The findings suggest that people who are looking to lose weight could benefit from owning a larger dog – as they would feel more motivated to get out and about.
Researchers from the University of Liverpool and University of Western Australia have dubbed it the ‘Lassie effect’.
They said the findings may help provide targeted interventions “to increase and maintain physical activity levels of both people and pets”.
There are more than eight million dogs in households across the UK, however not all of them are taken for regular walks.
As such, researchers set out to examine why some people felt motivated to walk their dogs regularly, while others didn’t.
They found that people with larger dogs felt more motivated to take them for regular walks than those with smaller dogs.
“A strong relationship or attachment to the dog and reporting feeling that their dog enjoys walks is also motivating to owners,” explained lead author Dr Carri Westgarth from Liverpool University.
People were less likely to get out and about with their dogs if they perceived their pooch was “too old or sick” or “if other family members usually walked the dog instead”.

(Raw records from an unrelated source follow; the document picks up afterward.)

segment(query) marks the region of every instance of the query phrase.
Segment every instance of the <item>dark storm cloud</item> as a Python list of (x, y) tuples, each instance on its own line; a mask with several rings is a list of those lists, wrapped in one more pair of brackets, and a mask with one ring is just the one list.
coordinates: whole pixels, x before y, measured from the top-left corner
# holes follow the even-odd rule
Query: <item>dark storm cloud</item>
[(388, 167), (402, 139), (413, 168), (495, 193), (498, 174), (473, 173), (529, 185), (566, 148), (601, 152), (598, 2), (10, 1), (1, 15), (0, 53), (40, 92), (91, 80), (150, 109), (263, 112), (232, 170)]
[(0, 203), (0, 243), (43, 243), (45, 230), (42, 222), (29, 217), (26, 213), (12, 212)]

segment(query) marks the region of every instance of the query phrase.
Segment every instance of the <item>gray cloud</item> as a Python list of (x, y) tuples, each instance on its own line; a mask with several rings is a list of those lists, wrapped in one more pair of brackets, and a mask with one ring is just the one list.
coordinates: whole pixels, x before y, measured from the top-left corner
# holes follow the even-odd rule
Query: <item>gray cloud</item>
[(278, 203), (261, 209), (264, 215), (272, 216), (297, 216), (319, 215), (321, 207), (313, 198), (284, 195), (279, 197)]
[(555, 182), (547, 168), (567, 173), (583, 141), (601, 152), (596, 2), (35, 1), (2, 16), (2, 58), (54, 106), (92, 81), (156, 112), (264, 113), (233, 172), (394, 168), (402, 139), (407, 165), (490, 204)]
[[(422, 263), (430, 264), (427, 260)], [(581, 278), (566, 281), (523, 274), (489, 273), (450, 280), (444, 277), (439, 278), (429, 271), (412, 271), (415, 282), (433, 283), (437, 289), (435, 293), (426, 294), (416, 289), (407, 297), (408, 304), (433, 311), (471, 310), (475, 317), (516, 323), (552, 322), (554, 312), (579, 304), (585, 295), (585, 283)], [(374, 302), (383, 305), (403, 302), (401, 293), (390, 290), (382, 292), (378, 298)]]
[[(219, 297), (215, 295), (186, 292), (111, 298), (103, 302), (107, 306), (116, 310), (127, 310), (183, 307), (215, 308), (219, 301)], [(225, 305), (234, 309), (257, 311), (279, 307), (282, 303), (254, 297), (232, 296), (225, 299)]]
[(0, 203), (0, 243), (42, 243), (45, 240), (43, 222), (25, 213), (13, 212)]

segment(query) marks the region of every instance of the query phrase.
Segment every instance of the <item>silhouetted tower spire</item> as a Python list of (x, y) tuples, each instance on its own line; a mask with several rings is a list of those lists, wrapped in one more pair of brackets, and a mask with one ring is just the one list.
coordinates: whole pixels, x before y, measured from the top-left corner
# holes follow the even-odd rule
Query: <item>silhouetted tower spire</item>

One in four British adults is obese, according to the UN Food and Agriculture Organisation. Meanwhile a 2014 report from the Pet Food Manufacturers’ Association (PFMA) found that almost half of dogs are obese too.
Dr Westgarth told the Mail Online: “Dog ownership is associated with increased physical activity through walking.
“The benefits arising from owning and walking a dog are of particular public health interest due to their potential for a positive and long-term sustainable effect on the maintenance of physical activity behaviour and associated reduction in cardiovascular risk.”